While traditional monogamy may be a cultural and societal ideal, and for good reason, it goes against one of the deepest evolutionary inclinations that biology has given men- to biodiversify. While historically this was always an issue, cultures and societies have provided institutions and stop-gaps to promote, maintain and sustain this family structure, moral codes, social standings and marriage. This is increasingly not the case in our society, nor the hallmark of our age today. As our culture, politics and laws promote massive changes to family structure and family law, which remove much of the incentives, safe-guards and benefits for entering into these structured relationships, they are furthermore are incredibly disproportional in their gender biasness favoring women to defy belief; open and widespread of divorce culture, ‘No-fault’ divorce, asset division, alimony and child custody laws, the acceptance and promotion of single motherhood, and open and accepted suspension of accountability for women, which is giving rise to ‘new age spinsterhood’. The damage enacted upon individuals, relationships and families are truly staggering.

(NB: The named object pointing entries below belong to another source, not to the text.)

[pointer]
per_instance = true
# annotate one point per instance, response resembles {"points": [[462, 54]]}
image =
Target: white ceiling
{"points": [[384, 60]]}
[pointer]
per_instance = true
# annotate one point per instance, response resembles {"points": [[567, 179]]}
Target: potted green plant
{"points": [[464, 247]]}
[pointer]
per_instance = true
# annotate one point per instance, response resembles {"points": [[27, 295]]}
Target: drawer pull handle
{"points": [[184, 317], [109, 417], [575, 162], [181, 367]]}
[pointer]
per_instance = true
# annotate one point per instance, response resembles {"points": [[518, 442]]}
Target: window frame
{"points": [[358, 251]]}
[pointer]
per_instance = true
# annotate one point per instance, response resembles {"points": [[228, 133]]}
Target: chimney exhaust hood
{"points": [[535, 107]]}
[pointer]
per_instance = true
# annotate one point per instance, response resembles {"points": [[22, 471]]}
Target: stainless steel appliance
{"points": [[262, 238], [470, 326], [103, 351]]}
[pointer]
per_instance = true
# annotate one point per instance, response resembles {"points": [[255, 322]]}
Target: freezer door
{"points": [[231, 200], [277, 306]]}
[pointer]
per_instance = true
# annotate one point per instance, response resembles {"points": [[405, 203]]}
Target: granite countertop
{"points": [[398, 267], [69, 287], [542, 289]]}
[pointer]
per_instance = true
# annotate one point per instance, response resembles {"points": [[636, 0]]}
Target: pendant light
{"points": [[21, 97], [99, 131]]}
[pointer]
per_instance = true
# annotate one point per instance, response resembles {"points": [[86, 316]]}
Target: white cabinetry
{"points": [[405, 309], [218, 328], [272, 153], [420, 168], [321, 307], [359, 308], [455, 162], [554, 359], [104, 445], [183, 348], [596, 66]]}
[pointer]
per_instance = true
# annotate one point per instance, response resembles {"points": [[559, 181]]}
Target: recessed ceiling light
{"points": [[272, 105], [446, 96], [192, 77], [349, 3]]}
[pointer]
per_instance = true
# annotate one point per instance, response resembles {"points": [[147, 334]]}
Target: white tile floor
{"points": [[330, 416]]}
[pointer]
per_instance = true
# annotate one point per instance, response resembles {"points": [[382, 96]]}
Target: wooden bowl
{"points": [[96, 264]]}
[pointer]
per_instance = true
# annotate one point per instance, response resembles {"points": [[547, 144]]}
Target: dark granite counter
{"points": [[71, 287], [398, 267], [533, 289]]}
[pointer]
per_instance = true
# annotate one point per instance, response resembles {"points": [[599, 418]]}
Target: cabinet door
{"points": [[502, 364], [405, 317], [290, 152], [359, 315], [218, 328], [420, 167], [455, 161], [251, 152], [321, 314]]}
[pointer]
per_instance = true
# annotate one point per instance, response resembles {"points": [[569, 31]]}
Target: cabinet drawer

It is getting to the point that reasonable men are justifiably questioning not only the governing political institutions and laws, but their very involvement with women (see any men’s rights organization or ‘Men Going Their Own Way’ organizations to get a very real sense of this growing disenfranchisement among men in society). Other men are responding directly to this shifting cultural change and giving women the types of men and relationship structures they’re actually choosing (being free to do so), which has given rise to douchebags, deadbeats and players throughout society, which is increasingly awash in their bastard offspring.

Commitment…

As men we’re being asked, and demanded to relinquish our natural sexual and biological evolutionary instincts to commit to a single individual, at the same time women are increasingly free to and enticed to act upon their hypergamy, their natural sexual and biological evolutionary instincts, even within a committed relationship. If we are to do so, we need to take incredible precautions in finding, filtering, screening and selection of a partner, as well as respond to this environmental social context by developing ourselves and working with our partners to foster, develop and maintain the social skills needed to be successful within it. This means being incredibly discriminating about who we let into our lives, absolutely controlling of our DNA, to prepare, protect and to promote the types of relationship we truly want, need and desire and to actively work with our partners to recognize and manage hypergamy.

The price of freedom…

Our relationships are a consequence of who we are as men, what we expect for and of ourselves and for our lives. Managing commitment is an absolute essential first step to accomplishing that task and objective. We must be aware and vigilant of the high cost of cheap thinking and unintended consequences that comes with cheap sex and easily given commitments.